Podemos então nos satisfazer com o grande aporte de interesse que a população brasileira destinou às suas classes dirigentes no último processo eleitoral? Sem dúvida. Mas também ficou bastante claro quanto um celular pode ser usado como uma arma. A população “armou-se” com suas opiniões e a consequência é que somos um dos maiores mercados de telecomunicações do mundo, com sua lucratividade baseada não na inovação, mas na intensidade da circulação de conteúdos prosaicos de altíssima volatilidade.

Mas qual é o problema? O problema é que ainda acreditamos que mandar mensagens é um ato banal, sem consequências. O WhatsApp, mais que um “serviço de mensagens”, é um poderoso instrumento de disseminação de ideias e coordenação de ações reais, concretas, no espaço público e privado. Está ficando mais claro que quando diminuímos os intervalos entre as comunicações interpessoais, aceleramos também os processos de tomada de decisão em todo o espectro da sociedade.

Como raciocinar tendo em mãos uma ferramenta – o smartphone – desenhada para produzir comportamentos impulsivos? Esse transmissor/receptor de longo alcance não estaria nos induzindo a tomarmos decisões fracas, de curto alcance? Quanto de acesso a real inteligência o atual modelo de comunicações permite a um cidadão? E como essa informação efetivamente se traduzirá em comunicação inteligente? Ainda estamos longe das respostas.

Porém, mesmo que já esteja além da capacidade do cidadão compreender um ambiente onde interagem galáxias de comportamentos semi-conscientes induzidos pela “tecnologia”, não podemos perder de vista que em abril deste ano a quinta geração de transmissão de dados, a velocíssima e altamente aguardada tecnologia 5G, entra em uma nova fase de implementação. Para entender sua importância, sem essa tecnologia não há internet das coisas, não há carro sem motorista, não há cidades inteligentes – pelo menos não da forma projetada pela indústria. Como ela será implementada no meio urbano ainda é uma incógnita, pois exige que se integre leis, regras, regulamentos, normas e instituições que até agora estão em conflito. O projeto de Lei 00830 de 2017, do Vereador Eduardo Tuma (PSDB) – atual presidente da câmara legislativa – é um esforço pioneiro, no âmbito do município de São Paulo, de legislar sobre a questão da tecnologia no espaço urbano.

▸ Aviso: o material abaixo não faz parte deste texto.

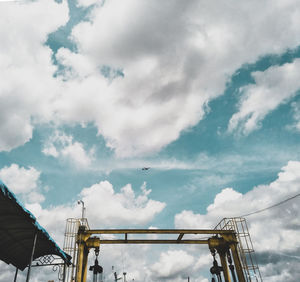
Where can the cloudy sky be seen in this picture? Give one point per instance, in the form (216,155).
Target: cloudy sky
(206,93)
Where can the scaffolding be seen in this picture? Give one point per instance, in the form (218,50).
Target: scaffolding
(70,246)
(245,246)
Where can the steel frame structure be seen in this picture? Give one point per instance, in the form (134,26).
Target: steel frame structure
(221,241)
(245,246)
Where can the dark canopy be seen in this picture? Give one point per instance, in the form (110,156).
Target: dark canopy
(18,227)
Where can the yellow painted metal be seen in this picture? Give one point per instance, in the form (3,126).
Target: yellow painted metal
(237,262)
(157,231)
(221,241)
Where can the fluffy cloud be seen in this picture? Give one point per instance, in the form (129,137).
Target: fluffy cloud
(143,72)
(175,58)
(275,230)
(104,208)
(27,83)
(171,264)
(296,114)
(63,146)
(272,87)
(22,181)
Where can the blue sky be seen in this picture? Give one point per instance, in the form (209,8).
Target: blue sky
(206,94)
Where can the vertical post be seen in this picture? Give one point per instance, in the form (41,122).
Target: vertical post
(237,263)
(16,274)
(85,263)
(64,272)
(31,258)
(222,255)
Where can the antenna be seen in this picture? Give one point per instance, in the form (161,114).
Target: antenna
(83,209)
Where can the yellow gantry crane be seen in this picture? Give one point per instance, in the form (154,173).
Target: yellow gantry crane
(222,242)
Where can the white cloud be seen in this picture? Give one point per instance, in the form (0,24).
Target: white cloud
(27,83)
(62,145)
(104,207)
(171,264)
(273,87)
(296,115)
(275,230)
(176,57)
(22,181)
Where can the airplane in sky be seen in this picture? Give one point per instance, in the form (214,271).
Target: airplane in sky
(145,168)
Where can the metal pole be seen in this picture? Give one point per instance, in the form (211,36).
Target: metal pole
(31,258)
(64,272)
(16,274)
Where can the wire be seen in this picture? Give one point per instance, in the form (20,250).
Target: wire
(275,205)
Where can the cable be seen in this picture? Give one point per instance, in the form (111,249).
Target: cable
(275,205)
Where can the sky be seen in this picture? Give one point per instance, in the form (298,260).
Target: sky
(205,93)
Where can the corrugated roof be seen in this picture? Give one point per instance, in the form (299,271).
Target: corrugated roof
(17,229)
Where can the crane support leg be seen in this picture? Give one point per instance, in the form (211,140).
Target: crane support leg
(237,262)
(222,254)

Embora o projeto traga contribuições interessantes, mas um tanto saudosistas, como a criação de um Conselho Municipal de Cidade lnteligente (CMCI) e que também disponha sobre as urgentes questões do uso de dados e da provisão de infraestrutura, a questão do “impacto social” ao longo do processo de transição para uma cidade hiperconectada é mencionada de maneira protocolar. Subestimar a importância deste fator é um perturbador sintoma de uma compreensão anacrônica da amplitude do fenômeno digital. Hoje, entre as principais consultorias de inovação em atuação na capital paulista, sabe-se que uma enorme barreira para a transformação digital, seja das cidades, seja das empresas, é cultural, é comportamental, no nível individual e corporativo. É o fator humano.

Acreditar que aprenderemos “naturalmente” a viver em um ambiente homogeneamente saturado de conectividade é não apenas uma aposta perigosa no comportamento irracional incentivado por nossos dispositivos digitais, como também uma fantasia que adquire contornos cada vez mais sinistros. Até quando a insalubridade do meio digital continuará sendo atraente para novos usuários? É a própria credibilidade da economia digital que está em jogo em seu movimento de conquista do espaço urbano.

Um plano consistente de “smartificação” de uma cidade deve, antes de converter-se apenas em máquina perfeita de comoditização da vida urbana e de produção de dados para suporte de operações financeiras, estimular abertamente o desenho de estratégias de comunicação de curto, médio e longo prazo para o enfrentamento da pane cognitiva que explode a sociedade global.